The Boss of Jersey City

Frank Hague, a very unscrupulous character, used his power as mayor of Jersey City to deny a certain organization any access to public meeting spaces or permission to hand out literature in public. This group was the Committee for Industrial Organization (CIO). Why silence the CIO? As you might have guessed by their name, the CIO was a labor organization. They were trying to inform workers of their new rights under the 1935 National Labor Relations Act. I suspect Mayor Hague saw any political competition as a threat to his regime.

Lower courts found the city's actions unconstitutional. The case was brought before the Supreme Court which, surprisingly, agreed. We wouldn't consider this surprising now-days, but remember the precedent set by Davis which I quoted above.

Dodging Davis

Even stranger: Davis v. Massachusetts itself was not questioned; the Court decided that it didn't apply!
"The ordinance there in question apparently had a different purpose from that of the one here challenged, for it was not directed solely at the exercise of the right of speech and assembly, but was addressed as well to other activities, not in the nature of civil rights, which doubtless might be regulated or prohibited as respects their enjoyment in parks. In the instant case the ordinance deals only with the exercise of the right of assembly for the purpose of communicating views entertained by speakers, and is not a general measure to promote the public convenience in the use of the streets or parks.

We have no occasion to determine whether, on the facts disclosed, the Davis Case was rightly decided, but we cannot agree that it rules the instant case." — Hague v. CIO
I find this extremely disingenuous. While it's true that the ordinance in Davis was broader than speech issues— it banned firing canons in the city, for example — the focus of Davis was preaching in a public park without a permit. The lesson, apparently, is that any law which mixes constitutional and unconstitutional elements is...constitutional?
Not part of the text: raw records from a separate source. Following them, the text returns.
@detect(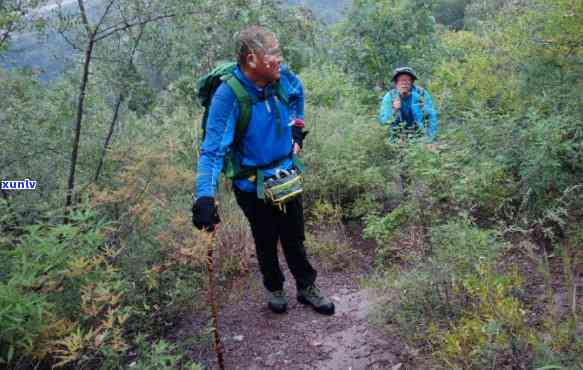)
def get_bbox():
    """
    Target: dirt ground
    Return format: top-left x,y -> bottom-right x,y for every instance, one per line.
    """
176,228 -> 428,370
Justice Butler was also bewildered. He wrote in his dissent to Hague:
"I am of opinion that the challenged ordinance is not void on its face; that in principle it does not differ from the Boston ordinance, as applied and upheld by this Court, speaking through Mr. Justice White, in Davis v. Massachusetts[....]"
Much as I like the outcome to Hague, I agree with Justice Butler that it makes no sense in light of Davis.

The New Old Way

If a person doesn't like the way things are going, it's easier to justify a change by dressing it up in talk of "tradition." And if recent tradition goes the opposite way, ancient tradition is preferable. Vague ancient tradition is best of all!
"Wherever the title of streets and parks may rest, they have immemorially been held in trust for the use of the public and, time out of mind, have been used for purposes of assembly, communicating thoughts between citizens, and discussing public questions. Such use of the streets and public places has, from ancient times, been a part of the privileges, immunities, rights, and liberties of citizens. The privilege of a citizen of the United States to use the streets and parks for communication of views on national questions may be regulated in the interest of all; it is not absolute, but relative, and must be exercised in subordination to the general comfort and convenience, and in consonance with peace and good order; but it must not, in the guise of regulation, be abridged or denied." — Hague v. CIO
In other words, the Court wanted to allow authorities to keep order in the streets, but not to suppress unwanted ideas on the false pretext of keeping order. This is the beginning of what has come to be called public forum doctrine. At this point, only public streets and parks are covered, and the only permissible restrictions have to do with maintaining general convenience and order. Things will become more complex from here, as I'll detail in future posts.